Les éco-quartiers reviennent à la charge
Dans un communiqué émis le 24 octobre, le regroupement explique qu’un Éco-quartier « consacre la majorité de son temps à appuyer des projets en environnement initiés par les citoyens qui sans leur soutien verraient difficilement le jour, tel que des jardins collectifs ».
« Nous souhaitons souligner qu’en plus des enjeux de gestion des matières résiduelles, des îlots de chaleur, de la présence de l’herbe à poux, l’arrondissement d’Anjou pourrait bénéficier de l’aide de son éco-quartier pour atteindre les objectifs du plan d’action canopée 2012-2021 de la Ville de Montréal », peut-on y lire.

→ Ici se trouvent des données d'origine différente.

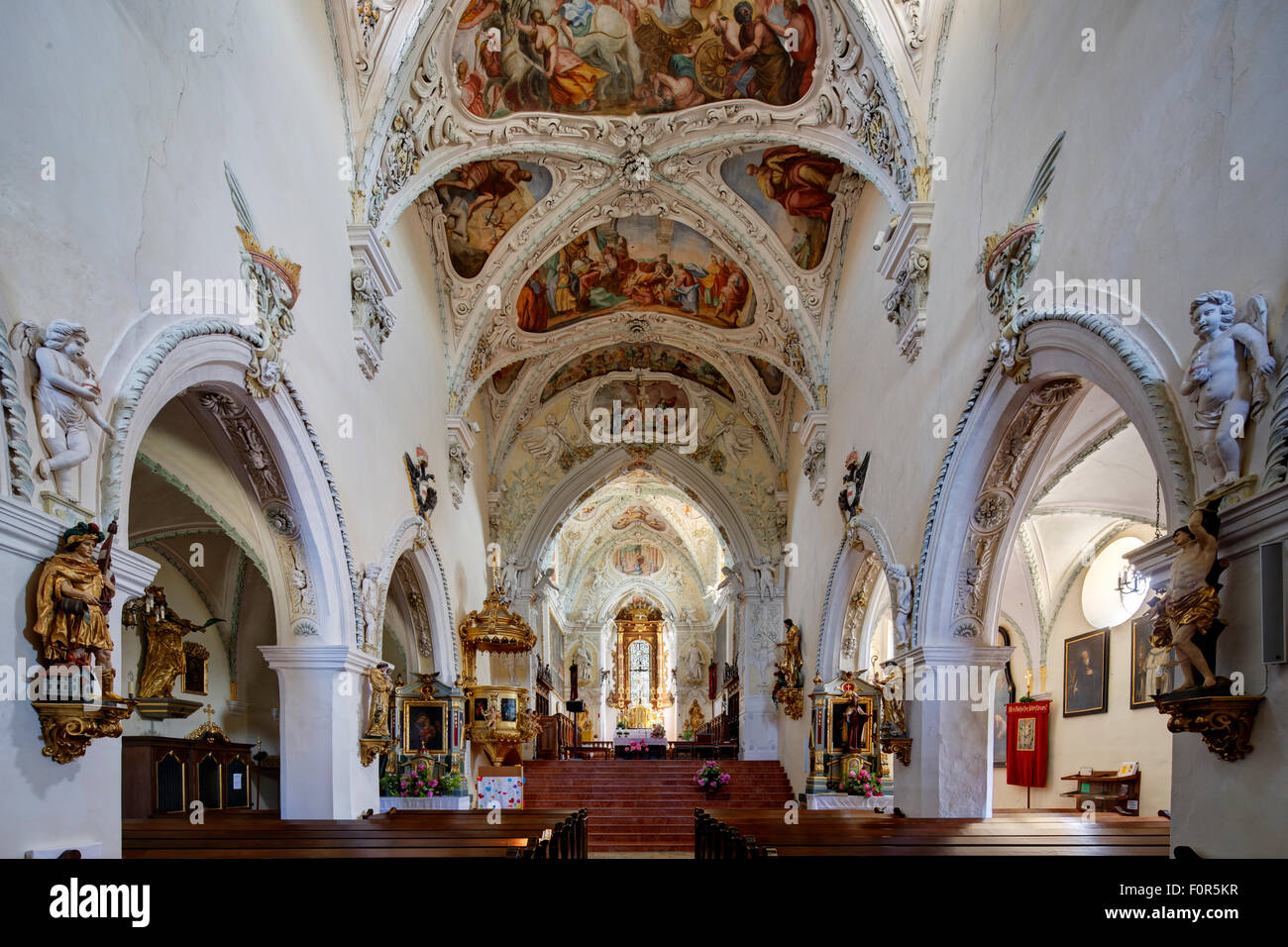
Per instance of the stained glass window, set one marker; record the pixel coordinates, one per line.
(639, 657)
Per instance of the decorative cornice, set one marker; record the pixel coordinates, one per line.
(200, 501)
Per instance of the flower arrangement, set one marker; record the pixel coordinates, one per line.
(711, 779)
(861, 783)
(416, 783)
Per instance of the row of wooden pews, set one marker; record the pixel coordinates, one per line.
(765, 834)
(421, 834)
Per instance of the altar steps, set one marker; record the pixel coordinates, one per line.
(647, 805)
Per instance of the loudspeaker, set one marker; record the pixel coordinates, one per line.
(1273, 603)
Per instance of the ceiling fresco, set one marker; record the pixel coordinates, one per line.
(617, 196)
(623, 56)
(634, 359)
(642, 264)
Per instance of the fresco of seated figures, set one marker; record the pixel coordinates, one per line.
(482, 201)
(636, 263)
(793, 189)
(617, 56)
(632, 357)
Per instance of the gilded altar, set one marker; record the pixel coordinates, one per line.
(500, 719)
(639, 661)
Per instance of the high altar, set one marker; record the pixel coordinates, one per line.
(639, 690)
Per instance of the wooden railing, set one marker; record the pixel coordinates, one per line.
(558, 733)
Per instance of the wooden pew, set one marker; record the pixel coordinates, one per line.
(760, 832)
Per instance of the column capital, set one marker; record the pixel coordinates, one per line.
(320, 657)
(952, 654)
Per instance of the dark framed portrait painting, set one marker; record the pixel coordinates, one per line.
(1004, 693)
(424, 727)
(1149, 671)
(1086, 674)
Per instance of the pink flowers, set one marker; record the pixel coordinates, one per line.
(711, 779)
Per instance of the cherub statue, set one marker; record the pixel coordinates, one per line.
(1227, 376)
(381, 685)
(69, 620)
(163, 659)
(1192, 602)
(65, 394)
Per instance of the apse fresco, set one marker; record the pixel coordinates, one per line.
(622, 56)
(793, 189)
(636, 263)
(771, 375)
(640, 394)
(627, 357)
(483, 200)
(638, 560)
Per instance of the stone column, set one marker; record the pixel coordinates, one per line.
(761, 628)
(322, 711)
(947, 698)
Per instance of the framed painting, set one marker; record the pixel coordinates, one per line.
(1004, 693)
(1149, 671)
(1086, 674)
(424, 727)
(838, 728)
(196, 669)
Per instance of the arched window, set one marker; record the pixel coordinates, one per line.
(640, 657)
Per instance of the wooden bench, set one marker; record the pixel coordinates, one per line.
(518, 834)
(764, 832)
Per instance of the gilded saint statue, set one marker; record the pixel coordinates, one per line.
(381, 685)
(71, 621)
(1189, 608)
(162, 633)
(791, 667)
(696, 718)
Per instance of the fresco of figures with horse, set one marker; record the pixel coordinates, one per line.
(622, 56)
(636, 263)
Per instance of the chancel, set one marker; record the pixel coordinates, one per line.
(745, 429)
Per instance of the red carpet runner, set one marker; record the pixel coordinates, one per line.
(647, 805)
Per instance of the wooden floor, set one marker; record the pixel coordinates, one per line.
(439, 834)
(730, 832)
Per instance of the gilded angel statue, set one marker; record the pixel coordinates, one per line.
(1227, 377)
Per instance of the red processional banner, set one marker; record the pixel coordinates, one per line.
(1026, 742)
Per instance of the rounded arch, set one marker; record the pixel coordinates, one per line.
(411, 538)
(211, 357)
(848, 566)
(593, 474)
(1065, 350)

Rappelons qu’Anjou se classe au 17e rang sur 19 pour l’envergure de son couvert boisé.
Mission d’éducation
Pour appuyer son argumentaire, le regroupement informe de la mission d’éducation relative à l’environnement que poursuit le programme Éco-quartier.
« Nous avons appris avec l’expérience que l’acquisition de savoirs est beaucoup plus durable lorsqu’elle se fait dans le cadre de projets (…) sur le terrain. Les ruelles vertes, l’agriculture urbaine et le verdissement de carrés d’arbres sont autant d’exemples probants de projets concrets permettant de former les citoyens et d’améliorer leur qualité de vie », indique-t-on dans le communiqué.
Les éco-quartiers peuvent travaillent de concert sur des projets représentant des milliers de dollars provenant de sources externes, telles que l’INSPQ, Recyc-Québec, Service Canada. Le financement du programme Éco-quartier est entièrement assumé par les arrondissements. Il est implanté dans 14 arrondissements montréalais.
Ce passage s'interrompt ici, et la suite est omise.